How To Feel Bad For Millionaires: Why Empathizing With Athletes Is Just Fine

Some might try to tell you that feeling bad for a wealthy athlete who loses out on a championship or is sidelined with an injury makes you a gullible idiot. It just isn’t true.

I could just as easily write this at any time. This time it seems relevant to the struggles of Portland Trail Blazers teammates Greg Oden and Brandon Roy, who have seen their careers completely derailed by their ailing legs.

Our appreciation of athletes is a strange operation. We like them, and so it follows that if they sustain a career-threatening injury or fall short of a career goal (i.e. a championship), we should empathize with them. We appreciate the significance of the circumstance, but ultimately we tend to reduce such circumstances to a story to be digested -- like a “good read” -- or view them squarely within the context of our rooting interests.

I can’t in good conscience state that you’re morally compelled to feel anything more than that. At the same time, I do stand in defense of empathy -- real, actual, feeling bad -- for the millionaire athlete. The guy who, on average, makes in a single year what the average American would make after 35 to 150 years (and in some cases, over a half-millennium) of labor, and does so for performing a variant of what the rest of us regard as recreational activity.

If LeBron misses out on his championship or Stephen Strasburg is sidelined for a year, and you feel legitimately, personally bad for them, you aren’t a sucker, and you shouldn’t let anyone tell you otherwise. People have tried to tell me otherwise, and these are the things they say:

They get to play a game for a living.

This isn’t ping-pong at the quad. Professional athletes, by and large, have the discipline of a monk. They mortgaged away a large portion of their childhoods to even place themselves into a pool of candidates who stand a less remote chance of playing for a living.

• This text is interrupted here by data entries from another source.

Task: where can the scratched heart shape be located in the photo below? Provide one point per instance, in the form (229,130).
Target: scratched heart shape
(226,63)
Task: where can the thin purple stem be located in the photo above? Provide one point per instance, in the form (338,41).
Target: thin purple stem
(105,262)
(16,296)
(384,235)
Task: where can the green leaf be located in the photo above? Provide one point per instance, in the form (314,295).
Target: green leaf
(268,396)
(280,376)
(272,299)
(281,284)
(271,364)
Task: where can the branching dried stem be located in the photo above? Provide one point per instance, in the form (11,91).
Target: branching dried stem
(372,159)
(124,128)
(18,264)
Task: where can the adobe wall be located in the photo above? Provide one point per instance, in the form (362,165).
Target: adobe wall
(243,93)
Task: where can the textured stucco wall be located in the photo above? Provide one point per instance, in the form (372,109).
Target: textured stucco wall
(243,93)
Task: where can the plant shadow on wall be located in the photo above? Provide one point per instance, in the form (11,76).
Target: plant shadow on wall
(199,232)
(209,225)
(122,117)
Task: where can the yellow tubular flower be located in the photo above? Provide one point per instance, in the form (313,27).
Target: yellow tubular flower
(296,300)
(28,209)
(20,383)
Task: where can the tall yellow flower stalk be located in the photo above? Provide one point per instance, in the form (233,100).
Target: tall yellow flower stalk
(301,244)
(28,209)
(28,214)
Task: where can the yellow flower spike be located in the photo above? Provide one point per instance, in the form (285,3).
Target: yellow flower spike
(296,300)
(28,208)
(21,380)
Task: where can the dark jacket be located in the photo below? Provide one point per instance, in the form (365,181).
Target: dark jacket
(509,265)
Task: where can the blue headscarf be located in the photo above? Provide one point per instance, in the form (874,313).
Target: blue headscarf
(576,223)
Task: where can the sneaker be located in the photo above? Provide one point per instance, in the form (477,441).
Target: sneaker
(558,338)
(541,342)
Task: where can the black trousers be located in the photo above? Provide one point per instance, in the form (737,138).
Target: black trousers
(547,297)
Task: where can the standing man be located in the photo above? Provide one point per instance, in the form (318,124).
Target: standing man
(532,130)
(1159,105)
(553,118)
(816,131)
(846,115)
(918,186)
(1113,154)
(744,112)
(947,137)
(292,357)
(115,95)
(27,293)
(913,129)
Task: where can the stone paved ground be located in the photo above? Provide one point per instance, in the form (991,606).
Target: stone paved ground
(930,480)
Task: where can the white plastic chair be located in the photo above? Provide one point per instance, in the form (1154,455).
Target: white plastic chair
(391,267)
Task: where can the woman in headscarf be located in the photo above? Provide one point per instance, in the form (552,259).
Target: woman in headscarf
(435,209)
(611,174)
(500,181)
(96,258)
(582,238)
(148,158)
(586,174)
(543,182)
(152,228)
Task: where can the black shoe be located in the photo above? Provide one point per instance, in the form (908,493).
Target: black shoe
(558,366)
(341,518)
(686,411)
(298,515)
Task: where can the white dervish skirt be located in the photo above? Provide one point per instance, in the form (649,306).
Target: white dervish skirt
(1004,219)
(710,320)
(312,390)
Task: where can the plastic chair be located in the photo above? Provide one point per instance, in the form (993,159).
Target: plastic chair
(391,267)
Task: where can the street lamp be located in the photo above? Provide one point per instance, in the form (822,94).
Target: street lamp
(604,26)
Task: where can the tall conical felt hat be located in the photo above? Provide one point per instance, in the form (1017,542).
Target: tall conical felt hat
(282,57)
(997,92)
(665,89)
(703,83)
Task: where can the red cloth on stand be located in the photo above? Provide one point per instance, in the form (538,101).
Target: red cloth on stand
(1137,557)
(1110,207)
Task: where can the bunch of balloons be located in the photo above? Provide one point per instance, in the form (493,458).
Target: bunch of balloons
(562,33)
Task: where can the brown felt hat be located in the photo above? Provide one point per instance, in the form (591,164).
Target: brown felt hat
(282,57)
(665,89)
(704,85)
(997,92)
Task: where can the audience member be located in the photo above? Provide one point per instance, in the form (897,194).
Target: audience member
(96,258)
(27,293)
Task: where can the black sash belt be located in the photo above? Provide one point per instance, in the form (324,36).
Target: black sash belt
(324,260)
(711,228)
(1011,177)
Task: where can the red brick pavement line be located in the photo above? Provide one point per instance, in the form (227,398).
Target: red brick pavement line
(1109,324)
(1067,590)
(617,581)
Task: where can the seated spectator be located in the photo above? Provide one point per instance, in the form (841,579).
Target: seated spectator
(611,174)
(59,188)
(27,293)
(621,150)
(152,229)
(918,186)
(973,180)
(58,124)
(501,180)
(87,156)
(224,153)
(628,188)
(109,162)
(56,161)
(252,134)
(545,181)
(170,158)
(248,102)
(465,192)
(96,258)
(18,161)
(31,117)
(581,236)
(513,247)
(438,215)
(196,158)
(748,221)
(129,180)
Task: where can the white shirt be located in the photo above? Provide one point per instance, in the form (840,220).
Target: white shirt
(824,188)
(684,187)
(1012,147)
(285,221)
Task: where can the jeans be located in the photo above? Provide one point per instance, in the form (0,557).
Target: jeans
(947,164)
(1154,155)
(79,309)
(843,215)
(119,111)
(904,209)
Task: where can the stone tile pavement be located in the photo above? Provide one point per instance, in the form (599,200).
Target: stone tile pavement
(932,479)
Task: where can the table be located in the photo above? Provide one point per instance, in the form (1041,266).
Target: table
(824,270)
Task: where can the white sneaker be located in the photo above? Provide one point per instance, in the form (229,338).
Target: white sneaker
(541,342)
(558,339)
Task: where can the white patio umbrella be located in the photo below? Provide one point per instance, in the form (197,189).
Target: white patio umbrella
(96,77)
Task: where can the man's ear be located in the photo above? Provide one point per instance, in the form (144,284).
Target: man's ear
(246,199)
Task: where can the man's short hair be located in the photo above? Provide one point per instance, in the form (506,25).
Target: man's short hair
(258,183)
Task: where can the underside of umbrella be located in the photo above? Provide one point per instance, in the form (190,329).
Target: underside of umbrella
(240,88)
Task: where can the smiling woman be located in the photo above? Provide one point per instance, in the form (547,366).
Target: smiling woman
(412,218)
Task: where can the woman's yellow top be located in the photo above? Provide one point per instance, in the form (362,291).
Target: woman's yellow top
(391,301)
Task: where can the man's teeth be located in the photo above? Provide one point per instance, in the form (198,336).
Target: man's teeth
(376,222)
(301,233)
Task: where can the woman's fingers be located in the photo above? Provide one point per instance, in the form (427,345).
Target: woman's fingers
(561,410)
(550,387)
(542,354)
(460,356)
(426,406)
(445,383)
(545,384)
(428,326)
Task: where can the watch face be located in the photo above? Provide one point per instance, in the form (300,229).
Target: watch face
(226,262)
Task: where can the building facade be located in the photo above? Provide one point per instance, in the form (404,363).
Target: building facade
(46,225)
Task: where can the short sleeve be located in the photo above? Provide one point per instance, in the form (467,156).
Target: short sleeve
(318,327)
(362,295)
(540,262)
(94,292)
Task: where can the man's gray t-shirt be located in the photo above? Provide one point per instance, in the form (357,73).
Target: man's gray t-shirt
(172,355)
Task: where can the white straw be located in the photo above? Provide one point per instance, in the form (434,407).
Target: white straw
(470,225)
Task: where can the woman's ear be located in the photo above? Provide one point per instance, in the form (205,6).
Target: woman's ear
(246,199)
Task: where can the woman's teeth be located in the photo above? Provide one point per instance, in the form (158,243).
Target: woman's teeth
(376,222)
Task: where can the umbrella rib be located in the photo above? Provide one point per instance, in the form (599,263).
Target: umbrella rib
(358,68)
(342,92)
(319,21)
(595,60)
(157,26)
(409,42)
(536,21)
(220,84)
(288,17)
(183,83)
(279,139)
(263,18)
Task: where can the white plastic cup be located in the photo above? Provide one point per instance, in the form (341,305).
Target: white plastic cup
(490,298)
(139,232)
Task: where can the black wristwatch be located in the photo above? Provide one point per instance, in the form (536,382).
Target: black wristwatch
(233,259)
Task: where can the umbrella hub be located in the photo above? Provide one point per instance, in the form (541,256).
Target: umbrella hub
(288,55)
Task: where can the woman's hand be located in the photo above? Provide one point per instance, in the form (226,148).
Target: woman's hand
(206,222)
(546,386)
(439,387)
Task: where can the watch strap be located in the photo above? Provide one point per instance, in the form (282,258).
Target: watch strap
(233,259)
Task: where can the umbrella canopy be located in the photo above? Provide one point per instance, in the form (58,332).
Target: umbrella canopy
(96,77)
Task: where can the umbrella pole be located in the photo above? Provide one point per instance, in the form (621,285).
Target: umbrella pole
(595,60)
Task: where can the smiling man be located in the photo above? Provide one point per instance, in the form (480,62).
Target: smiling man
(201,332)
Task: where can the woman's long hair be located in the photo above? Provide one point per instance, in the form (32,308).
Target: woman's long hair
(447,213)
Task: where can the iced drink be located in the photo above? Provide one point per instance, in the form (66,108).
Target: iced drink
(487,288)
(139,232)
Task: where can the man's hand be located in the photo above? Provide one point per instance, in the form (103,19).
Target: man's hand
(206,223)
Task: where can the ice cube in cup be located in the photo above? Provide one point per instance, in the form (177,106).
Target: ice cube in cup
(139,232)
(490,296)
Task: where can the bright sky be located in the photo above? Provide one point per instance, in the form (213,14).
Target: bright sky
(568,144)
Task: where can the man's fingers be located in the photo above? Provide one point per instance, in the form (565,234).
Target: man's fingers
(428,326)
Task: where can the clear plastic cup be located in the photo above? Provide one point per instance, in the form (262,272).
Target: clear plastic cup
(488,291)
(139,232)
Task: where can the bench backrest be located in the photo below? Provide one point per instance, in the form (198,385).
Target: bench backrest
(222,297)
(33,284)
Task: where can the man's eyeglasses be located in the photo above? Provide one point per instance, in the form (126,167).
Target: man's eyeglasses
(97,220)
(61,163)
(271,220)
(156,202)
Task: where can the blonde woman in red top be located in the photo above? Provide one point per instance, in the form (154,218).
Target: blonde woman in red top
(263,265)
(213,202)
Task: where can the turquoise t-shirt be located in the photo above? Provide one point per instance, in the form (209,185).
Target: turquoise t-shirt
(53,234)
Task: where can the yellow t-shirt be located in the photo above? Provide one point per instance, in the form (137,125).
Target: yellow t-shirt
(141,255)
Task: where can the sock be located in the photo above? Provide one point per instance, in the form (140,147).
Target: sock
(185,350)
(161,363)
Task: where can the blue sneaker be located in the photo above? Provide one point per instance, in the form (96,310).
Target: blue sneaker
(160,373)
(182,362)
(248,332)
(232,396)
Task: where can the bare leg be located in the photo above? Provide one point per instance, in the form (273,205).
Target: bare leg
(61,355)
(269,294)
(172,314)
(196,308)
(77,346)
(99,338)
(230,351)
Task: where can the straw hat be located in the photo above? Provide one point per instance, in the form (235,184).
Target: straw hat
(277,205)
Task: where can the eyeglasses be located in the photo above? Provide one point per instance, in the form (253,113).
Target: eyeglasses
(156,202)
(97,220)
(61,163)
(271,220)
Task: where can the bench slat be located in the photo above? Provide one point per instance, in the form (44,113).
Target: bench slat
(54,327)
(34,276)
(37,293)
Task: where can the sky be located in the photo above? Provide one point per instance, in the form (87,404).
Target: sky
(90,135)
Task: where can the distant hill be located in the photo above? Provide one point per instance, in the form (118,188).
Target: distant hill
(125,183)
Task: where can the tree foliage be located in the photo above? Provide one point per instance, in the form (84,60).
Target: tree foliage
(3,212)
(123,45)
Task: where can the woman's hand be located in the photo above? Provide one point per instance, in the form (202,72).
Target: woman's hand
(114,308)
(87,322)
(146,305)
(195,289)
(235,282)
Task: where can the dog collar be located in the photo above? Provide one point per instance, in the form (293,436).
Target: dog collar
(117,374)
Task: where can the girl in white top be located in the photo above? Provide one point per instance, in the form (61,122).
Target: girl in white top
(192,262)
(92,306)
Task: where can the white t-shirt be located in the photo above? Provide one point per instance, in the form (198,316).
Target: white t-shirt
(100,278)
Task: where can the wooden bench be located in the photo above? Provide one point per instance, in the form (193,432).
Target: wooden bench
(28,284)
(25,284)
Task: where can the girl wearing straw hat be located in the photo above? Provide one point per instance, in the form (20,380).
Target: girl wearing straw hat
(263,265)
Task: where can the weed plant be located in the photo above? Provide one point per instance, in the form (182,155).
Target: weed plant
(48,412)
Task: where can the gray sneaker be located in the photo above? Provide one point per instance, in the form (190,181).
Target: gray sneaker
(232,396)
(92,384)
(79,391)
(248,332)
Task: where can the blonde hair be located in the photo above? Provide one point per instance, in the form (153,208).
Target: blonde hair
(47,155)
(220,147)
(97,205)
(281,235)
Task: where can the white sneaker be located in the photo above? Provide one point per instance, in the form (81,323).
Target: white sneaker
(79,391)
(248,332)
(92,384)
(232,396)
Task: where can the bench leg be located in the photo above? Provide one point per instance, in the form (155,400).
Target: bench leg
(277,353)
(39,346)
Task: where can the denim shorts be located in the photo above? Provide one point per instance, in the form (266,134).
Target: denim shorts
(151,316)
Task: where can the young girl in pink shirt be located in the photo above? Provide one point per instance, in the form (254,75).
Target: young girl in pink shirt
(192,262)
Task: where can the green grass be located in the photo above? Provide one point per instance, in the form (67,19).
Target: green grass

Yes, there are probably some who are loafing it — who don’t practice as hard because they don’t want to or have to. I would suggest that this accounts for less than 5 percent of professional athletes. The rest of them are scary workaholic monsters. I don’t know you, so I don’t know whether they work harder than you, but they work really hard and pretty much never complain about it.

They love the game, of course, but I feel like to reduce it to “fun” would be missing the mark. For some it’s a quest, and for some it’s the reason they exist. To call that “fun” is to call the Horsehead Nebula “pretty neat.”

They can deal with it. They have millions of dollars.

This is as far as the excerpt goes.